A Promotoria solicitou ainda que o processo tenha prioridade de tramitação. Em caso de condenação, o MPTO requer a perda do cargo público ocupado por Ronaldo Pereira Rocha e a fixação de indenização mínima de R$ 100 mil aos familiares de Luciano.
Quem é o policial denunciado
Ronaldo Pereira Rocha é policial civil lotado em Gurupi e estava de folga quando ocorreu o episódio. Ele foi apontado como autor do disparo que matou Luciano ainda nas primeiras horas da apuração.
Após deixar a Praia de Porto Franco, o policial se apresentou espontaneamente na Delegacia da Polícia Civil de Guaraí, acompanhado de advogado. Ele foi ouvido e passou a responder à investigação em liberdade. A Secretaria da Segurança Pública do Tocantins informou, na ocasião, que não houve prisão em flagrante.
A Polícia Civil instaurou inquérito para apurar as circunstâncias da morte, enquanto a Corregedoria-Geral da Segurança Pública passou a acompanhar o caso na esfera administrativa. Naquele momento, a SSP informou que a investigação buscaria esclarecer a dinâmica do confronto e verificar, entre outros pontos, a possibilidade de legítima defesa. Laudos periciais e outras diligências seriam utilizados na conclusão do inquérito.

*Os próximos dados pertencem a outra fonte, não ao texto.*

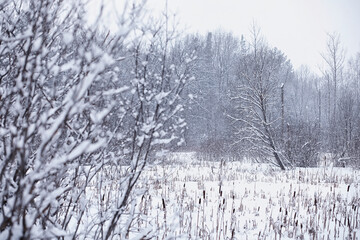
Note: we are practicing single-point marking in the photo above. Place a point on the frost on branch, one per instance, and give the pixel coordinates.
(78, 120)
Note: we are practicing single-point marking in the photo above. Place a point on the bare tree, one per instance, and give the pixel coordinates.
(257, 99)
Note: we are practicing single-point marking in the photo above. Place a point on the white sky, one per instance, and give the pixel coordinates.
(297, 27)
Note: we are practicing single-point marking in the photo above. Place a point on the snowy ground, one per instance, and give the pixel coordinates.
(206, 200)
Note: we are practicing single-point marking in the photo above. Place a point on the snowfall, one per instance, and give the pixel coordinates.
(186, 198)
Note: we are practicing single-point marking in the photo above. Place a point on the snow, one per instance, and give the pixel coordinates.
(181, 197)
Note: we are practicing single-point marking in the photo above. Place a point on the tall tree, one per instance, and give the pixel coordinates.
(257, 99)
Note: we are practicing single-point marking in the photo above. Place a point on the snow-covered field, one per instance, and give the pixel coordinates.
(191, 199)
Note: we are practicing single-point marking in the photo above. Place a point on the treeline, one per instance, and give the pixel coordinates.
(249, 101)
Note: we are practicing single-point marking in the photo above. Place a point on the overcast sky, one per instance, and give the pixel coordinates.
(297, 27)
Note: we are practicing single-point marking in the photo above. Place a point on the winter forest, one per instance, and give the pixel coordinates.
(150, 132)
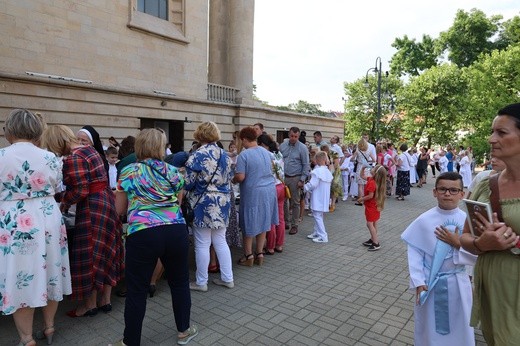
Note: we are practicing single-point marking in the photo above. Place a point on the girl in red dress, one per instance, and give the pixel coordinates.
(374, 200)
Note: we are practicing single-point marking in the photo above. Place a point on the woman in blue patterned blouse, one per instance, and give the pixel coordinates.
(208, 176)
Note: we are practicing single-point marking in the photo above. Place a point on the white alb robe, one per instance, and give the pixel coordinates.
(319, 185)
(421, 241)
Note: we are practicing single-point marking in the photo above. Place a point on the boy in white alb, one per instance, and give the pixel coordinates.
(437, 269)
(111, 156)
(319, 185)
(346, 168)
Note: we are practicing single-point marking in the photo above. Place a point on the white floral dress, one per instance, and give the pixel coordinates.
(34, 260)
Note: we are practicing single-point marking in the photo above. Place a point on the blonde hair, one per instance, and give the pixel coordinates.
(150, 143)
(363, 144)
(380, 179)
(321, 156)
(207, 132)
(58, 139)
(23, 124)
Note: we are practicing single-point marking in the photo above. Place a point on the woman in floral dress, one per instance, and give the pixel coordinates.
(34, 261)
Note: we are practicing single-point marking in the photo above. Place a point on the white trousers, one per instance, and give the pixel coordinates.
(204, 237)
(346, 180)
(319, 226)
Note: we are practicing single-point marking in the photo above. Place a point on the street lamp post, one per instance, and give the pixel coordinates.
(377, 70)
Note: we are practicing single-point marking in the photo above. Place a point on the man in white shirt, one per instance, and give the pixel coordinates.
(334, 145)
(371, 147)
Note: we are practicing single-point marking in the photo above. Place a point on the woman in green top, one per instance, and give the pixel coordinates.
(496, 301)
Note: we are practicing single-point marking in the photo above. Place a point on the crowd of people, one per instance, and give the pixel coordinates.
(129, 221)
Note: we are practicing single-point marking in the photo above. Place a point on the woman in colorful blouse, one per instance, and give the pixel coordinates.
(96, 249)
(147, 191)
(34, 261)
(208, 177)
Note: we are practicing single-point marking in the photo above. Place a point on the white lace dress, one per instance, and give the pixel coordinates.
(34, 260)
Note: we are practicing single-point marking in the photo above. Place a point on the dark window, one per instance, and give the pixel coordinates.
(157, 8)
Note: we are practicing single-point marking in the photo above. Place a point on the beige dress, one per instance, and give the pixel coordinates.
(496, 302)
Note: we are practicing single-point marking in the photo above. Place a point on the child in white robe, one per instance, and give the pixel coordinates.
(319, 185)
(346, 168)
(437, 269)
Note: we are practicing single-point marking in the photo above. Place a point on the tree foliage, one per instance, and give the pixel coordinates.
(432, 103)
(361, 107)
(303, 107)
(470, 35)
(509, 33)
(413, 57)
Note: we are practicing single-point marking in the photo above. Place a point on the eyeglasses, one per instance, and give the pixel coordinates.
(452, 190)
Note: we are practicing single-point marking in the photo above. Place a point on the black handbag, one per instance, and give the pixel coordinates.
(187, 210)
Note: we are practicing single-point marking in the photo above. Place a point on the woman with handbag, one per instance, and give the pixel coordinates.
(147, 191)
(258, 204)
(208, 176)
(496, 301)
(364, 160)
(276, 237)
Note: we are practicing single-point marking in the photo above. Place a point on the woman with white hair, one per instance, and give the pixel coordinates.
(34, 260)
(465, 168)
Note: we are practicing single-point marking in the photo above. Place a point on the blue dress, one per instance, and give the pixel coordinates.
(449, 156)
(258, 204)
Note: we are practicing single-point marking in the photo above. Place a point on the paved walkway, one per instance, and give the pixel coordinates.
(311, 294)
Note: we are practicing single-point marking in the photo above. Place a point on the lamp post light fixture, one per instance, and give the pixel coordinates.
(377, 70)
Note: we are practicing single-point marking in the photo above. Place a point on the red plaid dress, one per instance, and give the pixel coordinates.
(96, 251)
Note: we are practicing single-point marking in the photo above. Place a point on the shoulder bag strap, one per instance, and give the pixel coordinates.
(210, 179)
(160, 173)
(495, 196)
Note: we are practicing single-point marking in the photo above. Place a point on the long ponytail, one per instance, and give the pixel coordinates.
(380, 179)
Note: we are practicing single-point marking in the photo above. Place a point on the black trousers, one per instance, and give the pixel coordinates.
(169, 243)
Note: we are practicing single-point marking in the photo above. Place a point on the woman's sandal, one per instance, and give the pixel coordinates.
(45, 334)
(26, 343)
(214, 268)
(246, 260)
(259, 260)
(185, 337)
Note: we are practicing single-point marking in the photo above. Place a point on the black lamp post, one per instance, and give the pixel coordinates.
(377, 70)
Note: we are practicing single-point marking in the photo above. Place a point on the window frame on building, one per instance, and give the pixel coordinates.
(172, 27)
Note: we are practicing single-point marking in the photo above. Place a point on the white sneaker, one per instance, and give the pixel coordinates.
(319, 240)
(195, 287)
(219, 282)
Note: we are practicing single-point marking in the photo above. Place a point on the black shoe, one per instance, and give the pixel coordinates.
(369, 242)
(374, 247)
(106, 308)
(152, 290)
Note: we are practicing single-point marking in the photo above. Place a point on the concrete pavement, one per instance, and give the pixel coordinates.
(311, 294)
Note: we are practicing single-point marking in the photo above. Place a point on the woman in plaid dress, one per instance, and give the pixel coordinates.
(96, 250)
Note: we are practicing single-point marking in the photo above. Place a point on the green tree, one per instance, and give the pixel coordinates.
(413, 57)
(509, 33)
(470, 35)
(432, 103)
(303, 107)
(361, 108)
(493, 82)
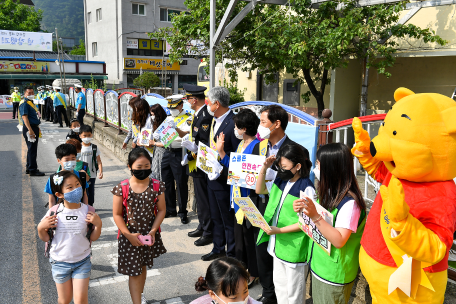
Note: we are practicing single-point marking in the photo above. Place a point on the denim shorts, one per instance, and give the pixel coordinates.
(62, 271)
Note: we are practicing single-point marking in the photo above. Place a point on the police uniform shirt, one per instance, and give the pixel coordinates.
(184, 127)
(26, 109)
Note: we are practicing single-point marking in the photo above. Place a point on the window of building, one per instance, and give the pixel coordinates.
(138, 9)
(99, 14)
(94, 49)
(167, 14)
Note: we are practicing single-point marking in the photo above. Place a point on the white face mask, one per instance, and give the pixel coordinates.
(174, 112)
(236, 133)
(264, 132)
(317, 172)
(69, 165)
(87, 140)
(240, 302)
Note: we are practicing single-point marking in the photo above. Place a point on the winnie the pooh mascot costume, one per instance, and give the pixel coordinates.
(409, 230)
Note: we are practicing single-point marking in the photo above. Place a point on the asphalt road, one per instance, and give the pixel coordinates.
(25, 274)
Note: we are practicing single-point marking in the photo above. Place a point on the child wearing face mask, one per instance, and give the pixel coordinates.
(226, 282)
(66, 157)
(138, 210)
(74, 132)
(92, 156)
(287, 244)
(74, 227)
(339, 193)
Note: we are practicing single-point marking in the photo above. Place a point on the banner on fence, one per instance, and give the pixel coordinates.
(25, 41)
(244, 169)
(166, 133)
(251, 212)
(308, 226)
(201, 160)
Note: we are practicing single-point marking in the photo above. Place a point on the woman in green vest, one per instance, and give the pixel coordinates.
(287, 244)
(338, 192)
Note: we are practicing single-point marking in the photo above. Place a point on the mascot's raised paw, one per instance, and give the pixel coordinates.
(394, 204)
(362, 138)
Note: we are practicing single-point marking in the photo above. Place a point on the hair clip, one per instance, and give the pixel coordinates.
(58, 180)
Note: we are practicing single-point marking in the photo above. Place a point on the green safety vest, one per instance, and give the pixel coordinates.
(289, 247)
(341, 267)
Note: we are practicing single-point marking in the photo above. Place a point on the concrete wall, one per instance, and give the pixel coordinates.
(109, 137)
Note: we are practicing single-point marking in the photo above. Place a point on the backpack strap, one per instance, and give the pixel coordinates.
(156, 188)
(94, 158)
(125, 189)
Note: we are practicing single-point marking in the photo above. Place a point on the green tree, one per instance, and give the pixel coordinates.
(146, 81)
(307, 42)
(15, 16)
(79, 50)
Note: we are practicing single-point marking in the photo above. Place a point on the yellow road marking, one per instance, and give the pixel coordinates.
(31, 290)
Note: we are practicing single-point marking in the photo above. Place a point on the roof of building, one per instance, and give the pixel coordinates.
(7, 54)
(27, 2)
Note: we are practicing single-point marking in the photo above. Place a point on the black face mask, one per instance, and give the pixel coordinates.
(284, 174)
(141, 174)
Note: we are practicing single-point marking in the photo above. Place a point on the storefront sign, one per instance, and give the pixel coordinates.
(24, 66)
(25, 41)
(132, 43)
(244, 169)
(149, 64)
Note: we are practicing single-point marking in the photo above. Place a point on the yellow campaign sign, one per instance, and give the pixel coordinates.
(149, 64)
(24, 67)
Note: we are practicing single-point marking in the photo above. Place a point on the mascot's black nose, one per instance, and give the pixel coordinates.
(373, 150)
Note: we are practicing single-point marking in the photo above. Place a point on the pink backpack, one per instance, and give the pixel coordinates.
(47, 246)
(125, 190)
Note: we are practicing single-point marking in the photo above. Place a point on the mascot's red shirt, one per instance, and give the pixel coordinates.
(433, 204)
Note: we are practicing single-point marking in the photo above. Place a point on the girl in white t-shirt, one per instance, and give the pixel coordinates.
(338, 192)
(69, 252)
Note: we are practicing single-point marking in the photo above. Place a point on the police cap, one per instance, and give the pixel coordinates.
(174, 100)
(191, 90)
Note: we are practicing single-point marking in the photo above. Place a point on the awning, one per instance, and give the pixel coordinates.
(137, 72)
(50, 76)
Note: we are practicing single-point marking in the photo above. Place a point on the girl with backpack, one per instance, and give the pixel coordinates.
(69, 227)
(287, 244)
(338, 192)
(138, 210)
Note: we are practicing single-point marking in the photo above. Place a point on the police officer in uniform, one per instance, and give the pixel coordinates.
(172, 170)
(80, 103)
(15, 99)
(200, 129)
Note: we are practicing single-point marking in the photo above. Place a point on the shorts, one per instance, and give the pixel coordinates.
(62, 271)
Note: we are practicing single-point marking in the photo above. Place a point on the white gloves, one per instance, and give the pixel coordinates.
(185, 160)
(214, 163)
(191, 146)
(172, 124)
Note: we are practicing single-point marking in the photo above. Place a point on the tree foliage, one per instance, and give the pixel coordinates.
(65, 15)
(15, 16)
(79, 50)
(147, 80)
(307, 42)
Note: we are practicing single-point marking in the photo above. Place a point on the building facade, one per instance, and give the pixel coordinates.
(116, 32)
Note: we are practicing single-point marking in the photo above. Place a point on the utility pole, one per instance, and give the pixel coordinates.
(63, 63)
(58, 54)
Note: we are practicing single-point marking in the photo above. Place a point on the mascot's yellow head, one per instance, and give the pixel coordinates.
(417, 141)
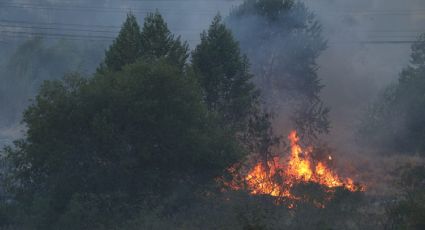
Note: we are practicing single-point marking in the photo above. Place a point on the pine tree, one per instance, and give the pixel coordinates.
(224, 74)
(126, 48)
(159, 42)
(283, 39)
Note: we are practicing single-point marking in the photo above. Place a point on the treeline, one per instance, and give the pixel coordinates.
(146, 127)
(141, 143)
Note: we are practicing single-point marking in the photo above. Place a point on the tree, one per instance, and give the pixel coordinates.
(283, 40)
(224, 75)
(143, 130)
(126, 48)
(158, 41)
(395, 120)
(154, 42)
(228, 91)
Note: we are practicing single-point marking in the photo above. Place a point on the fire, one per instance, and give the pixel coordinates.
(279, 175)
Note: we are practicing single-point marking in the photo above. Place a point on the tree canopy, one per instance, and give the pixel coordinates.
(138, 130)
(395, 121)
(153, 42)
(224, 75)
(283, 39)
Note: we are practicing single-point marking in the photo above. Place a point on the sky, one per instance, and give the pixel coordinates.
(363, 56)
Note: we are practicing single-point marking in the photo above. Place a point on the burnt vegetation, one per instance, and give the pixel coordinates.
(152, 138)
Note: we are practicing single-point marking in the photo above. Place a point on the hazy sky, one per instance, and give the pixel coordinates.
(352, 71)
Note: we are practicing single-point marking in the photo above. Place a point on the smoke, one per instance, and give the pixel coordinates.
(75, 35)
(352, 70)
(361, 59)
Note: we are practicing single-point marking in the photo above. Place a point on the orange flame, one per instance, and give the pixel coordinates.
(277, 176)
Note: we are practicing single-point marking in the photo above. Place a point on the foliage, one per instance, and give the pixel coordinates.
(34, 61)
(283, 40)
(224, 75)
(395, 121)
(143, 130)
(409, 210)
(155, 41)
(158, 42)
(126, 48)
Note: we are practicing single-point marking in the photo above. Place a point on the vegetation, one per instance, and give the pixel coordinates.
(283, 39)
(143, 142)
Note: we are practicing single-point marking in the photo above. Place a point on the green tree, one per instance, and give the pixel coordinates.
(409, 210)
(126, 48)
(159, 42)
(395, 120)
(224, 75)
(155, 41)
(228, 90)
(140, 131)
(283, 39)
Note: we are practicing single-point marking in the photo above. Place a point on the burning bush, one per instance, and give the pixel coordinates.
(286, 178)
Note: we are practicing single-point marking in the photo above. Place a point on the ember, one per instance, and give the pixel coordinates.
(279, 175)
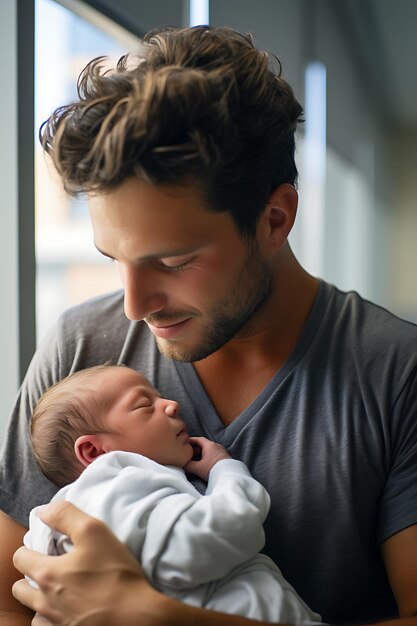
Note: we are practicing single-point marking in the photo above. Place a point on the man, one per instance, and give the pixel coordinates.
(187, 158)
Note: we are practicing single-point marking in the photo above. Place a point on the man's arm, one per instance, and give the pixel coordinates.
(400, 557)
(12, 613)
(99, 582)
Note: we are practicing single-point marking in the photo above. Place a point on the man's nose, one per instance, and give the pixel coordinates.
(143, 295)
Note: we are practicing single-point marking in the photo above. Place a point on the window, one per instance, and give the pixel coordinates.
(69, 269)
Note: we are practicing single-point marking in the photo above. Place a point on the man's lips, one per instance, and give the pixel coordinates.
(168, 331)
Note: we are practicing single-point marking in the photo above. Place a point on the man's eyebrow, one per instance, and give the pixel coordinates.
(163, 254)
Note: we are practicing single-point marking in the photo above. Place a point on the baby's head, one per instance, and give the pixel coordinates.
(101, 409)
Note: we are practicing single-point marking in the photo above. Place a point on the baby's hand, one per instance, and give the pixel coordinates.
(209, 454)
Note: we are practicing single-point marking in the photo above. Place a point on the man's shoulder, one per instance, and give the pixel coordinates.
(376, 339)
(368, 318)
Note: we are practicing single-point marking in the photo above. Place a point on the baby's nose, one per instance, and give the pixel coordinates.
(172, 408)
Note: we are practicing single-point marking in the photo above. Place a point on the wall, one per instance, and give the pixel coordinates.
(403, 276)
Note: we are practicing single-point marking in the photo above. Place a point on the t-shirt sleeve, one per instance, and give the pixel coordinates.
(398, 505)
(22, 484)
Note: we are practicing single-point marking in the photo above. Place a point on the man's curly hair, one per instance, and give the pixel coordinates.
(199, 105)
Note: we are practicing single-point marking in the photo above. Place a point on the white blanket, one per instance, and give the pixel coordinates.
(203, 550)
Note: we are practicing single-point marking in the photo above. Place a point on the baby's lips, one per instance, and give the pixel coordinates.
(197, 452)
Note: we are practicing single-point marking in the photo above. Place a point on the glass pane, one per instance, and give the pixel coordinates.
(69, 269)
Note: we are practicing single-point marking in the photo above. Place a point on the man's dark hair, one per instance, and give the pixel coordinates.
(197, 105)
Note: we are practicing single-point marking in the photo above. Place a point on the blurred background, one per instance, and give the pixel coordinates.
(352, 65)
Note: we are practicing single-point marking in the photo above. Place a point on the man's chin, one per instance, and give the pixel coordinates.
(176, 352)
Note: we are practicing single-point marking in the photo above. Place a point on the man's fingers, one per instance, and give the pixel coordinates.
(28, 561)
(33, 598)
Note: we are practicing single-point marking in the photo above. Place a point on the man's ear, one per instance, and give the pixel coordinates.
(279, 214)
(88, 447)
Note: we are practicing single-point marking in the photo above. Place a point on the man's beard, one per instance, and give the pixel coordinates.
(231, 316)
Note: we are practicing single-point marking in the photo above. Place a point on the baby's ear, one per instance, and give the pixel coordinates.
(88, 447)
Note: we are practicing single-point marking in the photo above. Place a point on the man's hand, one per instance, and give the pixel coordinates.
(210, 453)
(97, 583)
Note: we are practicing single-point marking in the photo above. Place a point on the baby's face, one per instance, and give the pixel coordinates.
(139, 420)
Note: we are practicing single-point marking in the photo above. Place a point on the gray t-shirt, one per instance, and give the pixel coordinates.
(332, 437)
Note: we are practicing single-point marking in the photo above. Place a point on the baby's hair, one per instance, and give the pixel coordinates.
(70, 408)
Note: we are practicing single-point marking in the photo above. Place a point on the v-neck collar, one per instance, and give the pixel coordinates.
(209, 419)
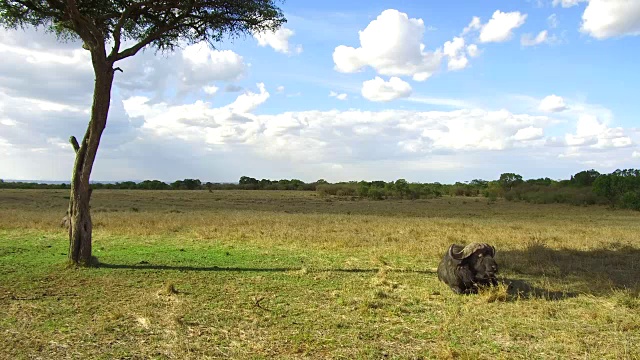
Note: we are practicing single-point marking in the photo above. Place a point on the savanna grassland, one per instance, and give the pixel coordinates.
(276, 274)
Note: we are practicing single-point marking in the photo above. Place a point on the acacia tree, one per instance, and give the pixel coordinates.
(104, 27)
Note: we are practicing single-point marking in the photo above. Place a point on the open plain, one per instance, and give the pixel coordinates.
(277, 274)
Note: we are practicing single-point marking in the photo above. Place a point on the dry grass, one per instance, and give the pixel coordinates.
(289, 275)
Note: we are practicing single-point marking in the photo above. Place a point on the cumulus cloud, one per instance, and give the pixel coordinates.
(204, 65)
(474, 25)
(210, 90)
(567, 3)
(278, 40)
(500, 27)
(610, 18)
(529, 133)
(454, 50)
(530, 40)
(392, 45)
(552, 103)
(595, 133)
(380, 90)
(339, 96)
(473, 50)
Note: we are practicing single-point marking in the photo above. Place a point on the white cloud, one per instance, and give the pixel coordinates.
(210, 89)
(610, 18)
(454, 50)
(530, 40)
(278, 40)
(380, 90)
(567, 3)
(552, 21)
(529, 133)
(475, 24)
(595, 133)
(552, 103)
(392, 45)
(501, 25)
(338, 96)
(204, 65)
(473, 50)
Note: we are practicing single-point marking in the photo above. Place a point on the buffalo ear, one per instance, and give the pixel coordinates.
(455, 255)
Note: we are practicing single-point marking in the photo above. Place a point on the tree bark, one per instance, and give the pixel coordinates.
(80, 227)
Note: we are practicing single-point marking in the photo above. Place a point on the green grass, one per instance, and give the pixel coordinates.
(257, 275)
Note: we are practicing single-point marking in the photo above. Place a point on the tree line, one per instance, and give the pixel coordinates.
(620, 188)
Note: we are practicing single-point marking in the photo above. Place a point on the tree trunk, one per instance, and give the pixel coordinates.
(79, 215)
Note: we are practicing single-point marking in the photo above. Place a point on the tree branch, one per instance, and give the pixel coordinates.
(74, 143)
(87, 30)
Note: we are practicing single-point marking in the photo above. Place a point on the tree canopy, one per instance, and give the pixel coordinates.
(160, 24)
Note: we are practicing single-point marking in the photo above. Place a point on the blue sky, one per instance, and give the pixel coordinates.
(539, 87)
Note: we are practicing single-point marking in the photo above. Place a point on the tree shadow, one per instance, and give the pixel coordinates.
(595, 272)
(520, 289)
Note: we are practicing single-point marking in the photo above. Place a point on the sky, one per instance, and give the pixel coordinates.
(364, 90)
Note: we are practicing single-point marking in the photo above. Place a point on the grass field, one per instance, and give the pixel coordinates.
(257, 275)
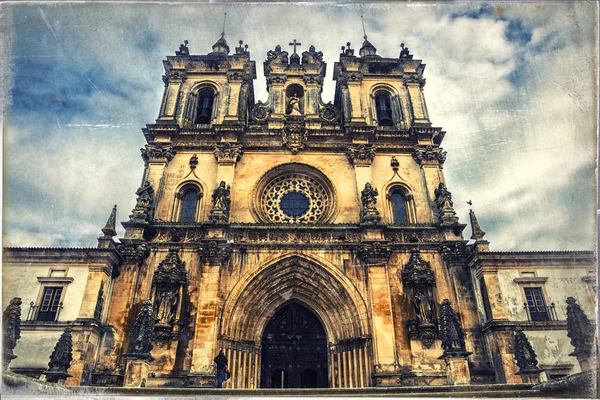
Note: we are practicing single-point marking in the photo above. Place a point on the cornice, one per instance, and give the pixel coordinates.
(507, 260)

O que aconteceu na Praia de Porto Franco
Luciano estava trabalhando como garçom no estabelecimento localizado na praia quando começou a confusão. Segundo informações divulgadas pela Polícia Militar na época, houve um desentendimento entre frequentadores e, posteriormente, uma luta corporal envolvendo o policial e outras pessoas. Durante o confronto, ocorreu o disparo que atingiu Luciano.
O prefeito de Couto Magalhães, Júlio César Brasil, afirmou ter presenciado parte da ocorrência e apresentou uma versão segundo a qual o policial teria discutido com frequentadores, deixado o local e retornado antes do confronto. O prefeito também afirmou que o agente teria deixado a praia depois do disparo. Essas declarações foram apresentadas durante a fase inicial da apuração e fazem parte das versões que antecederam a denúncia do MPTO.
Imagens registradas por pessoas que estavam na praia também mostraram momentos posteriores ao disparo e a saída do veículo utilizado pelo policial. Segundo publicação do Portal Atitude, banhistas tentaram impedir a saída do carro, mas o motorista conseguiu deixar o local.
Depois do ocorrido, Luciano foi socorrido e encaminhado para atendimento médico, mas morreu em decorrência do ferimento. O corpo foi levado ao Núcleo de Medicina Legal de Paraíso do Tocantins para os exames periciais.
Policial alegou legítima defesa
A versão apresentada pela defesa do policial durante a investigação é diferente da narrativa sustentada agora pelo Ministério Público. O Sinpol-TO divulgou uma manifestação em defesa de Ronaldo Pereira Rocha e afirmou que o agente teria sido agredido por várias pessoas durante a confusão. A entidade sustentou a tese de legítima defesa.
Naquele momento, a própria SSP-TO informou que a investigação deveria esclarecer a dinâmica do episódio e verificar a eventual configuração de legítima defesa. Com a apresentação da denúncia, porém, o MPTO passou a sustentar formalmente perante a Justiça que o caso configura homicídio qualificado por motivo fútil.
A denúncia representa a posição do Ministério Público sobre os fatos e ainda será submetida à análise da Justiça. O recebimento da acusação e as decisões tomadas durante a primeira fase do processo definirão se o policial será levado a julgamento pelo Tribunal do Júri.
Família cobrou respostas durante investigação
A morte de Luciano provocou manifestações de familiares, moradores e autoridades de Couto Magalhães. O pai da vítima, o vereador Lindomar Gomes da Silva, passou a cobrar esclarecimentos sobre a investigação.
Mais de um mês após a morte do filho, Lindomar esteve na Secretaria da Segurança Pública do Tocantins para pedir informações sobre o andamento do caso. A família buscava respostas sobre as circunstâncias da ocorrência e sobre as providências adotadas pelas autoridades.